Thiazides may increase the risk of adverse effects of amantadine.

Thiazides may slow the excretion of cytotoxic agents (such as cyclophosphamide, methotrexate) from the body and enhance their myelosuppressive effect.

The risk of hypokalemia may increase with the concomitant use of steroid medicines or ACTH.

While taking the drug, the frequency of orthostatic hypotension may increase when taking ethanol, barbiturates, or general anesthetics.

Treatment with thiazides may reduce glucose tolerance. Dose adjustment of oral hypoglycemic agents and insulin may be required.

Hydrochlorothiazide may reduce the effect of vasoconstrictor amines (e.g., epinephrine (adrenaline)).

Hydrochlorothiazide may increase the risk of acute renal failure, especially in combination with large doses of iodine-containing contrast agents.
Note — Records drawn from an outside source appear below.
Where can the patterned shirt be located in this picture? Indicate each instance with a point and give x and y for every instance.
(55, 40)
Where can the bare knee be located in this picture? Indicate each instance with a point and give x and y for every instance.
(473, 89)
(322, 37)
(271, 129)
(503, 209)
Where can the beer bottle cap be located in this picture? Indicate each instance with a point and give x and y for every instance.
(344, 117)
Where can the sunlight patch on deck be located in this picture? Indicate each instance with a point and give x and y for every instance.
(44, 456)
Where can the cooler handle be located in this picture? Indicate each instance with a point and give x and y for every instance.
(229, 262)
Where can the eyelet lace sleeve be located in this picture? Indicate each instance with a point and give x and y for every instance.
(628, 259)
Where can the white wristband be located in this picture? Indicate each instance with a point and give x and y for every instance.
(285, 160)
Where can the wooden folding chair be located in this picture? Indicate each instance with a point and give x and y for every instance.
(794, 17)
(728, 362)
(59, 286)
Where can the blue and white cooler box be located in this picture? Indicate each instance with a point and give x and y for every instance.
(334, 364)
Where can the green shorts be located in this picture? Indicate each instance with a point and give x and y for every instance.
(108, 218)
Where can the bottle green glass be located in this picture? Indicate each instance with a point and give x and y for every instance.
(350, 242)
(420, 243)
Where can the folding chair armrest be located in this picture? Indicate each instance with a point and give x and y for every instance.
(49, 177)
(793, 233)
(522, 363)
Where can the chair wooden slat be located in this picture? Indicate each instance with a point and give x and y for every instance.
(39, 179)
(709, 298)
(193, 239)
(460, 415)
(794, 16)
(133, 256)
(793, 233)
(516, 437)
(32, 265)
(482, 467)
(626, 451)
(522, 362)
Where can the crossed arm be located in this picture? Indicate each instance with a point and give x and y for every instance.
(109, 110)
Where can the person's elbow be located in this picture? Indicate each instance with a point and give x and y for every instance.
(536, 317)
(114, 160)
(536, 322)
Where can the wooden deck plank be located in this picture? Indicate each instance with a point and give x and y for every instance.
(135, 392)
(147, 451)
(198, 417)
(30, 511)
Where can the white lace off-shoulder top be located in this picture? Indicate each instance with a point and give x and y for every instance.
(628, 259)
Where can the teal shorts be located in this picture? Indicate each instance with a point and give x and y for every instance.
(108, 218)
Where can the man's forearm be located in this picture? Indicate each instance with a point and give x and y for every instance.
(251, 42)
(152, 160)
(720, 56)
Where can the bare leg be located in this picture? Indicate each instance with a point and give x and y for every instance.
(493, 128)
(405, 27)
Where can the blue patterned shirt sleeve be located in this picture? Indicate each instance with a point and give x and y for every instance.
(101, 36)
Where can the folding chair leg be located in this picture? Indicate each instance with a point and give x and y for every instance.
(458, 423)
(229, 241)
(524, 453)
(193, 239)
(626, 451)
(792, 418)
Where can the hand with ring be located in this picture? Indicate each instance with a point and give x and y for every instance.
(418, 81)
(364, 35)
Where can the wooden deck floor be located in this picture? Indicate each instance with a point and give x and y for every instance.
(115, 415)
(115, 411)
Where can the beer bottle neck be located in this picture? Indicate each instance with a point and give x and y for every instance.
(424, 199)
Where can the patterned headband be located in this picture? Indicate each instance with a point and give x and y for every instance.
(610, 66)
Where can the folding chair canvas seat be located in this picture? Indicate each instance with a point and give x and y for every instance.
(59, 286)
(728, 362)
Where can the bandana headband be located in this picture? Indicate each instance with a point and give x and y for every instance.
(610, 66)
No significant interaction of hydrochlorothiazide with food has been found.

Storage Conditions

The drug should be stored out of the reach of children at a temperature not exceeding 30°C (86°F).

Shelf Life

Shelf life – 2 years. Do not use after the expiration date stated on the packaging.

Dispensing Status

The drug is dispensed by prescription.

Important Safety Information

This information is for educational purposes only and does not replace professional medical advice. Always consult your doctor before use. Dosage and side effects may vary. Use only as prescribed.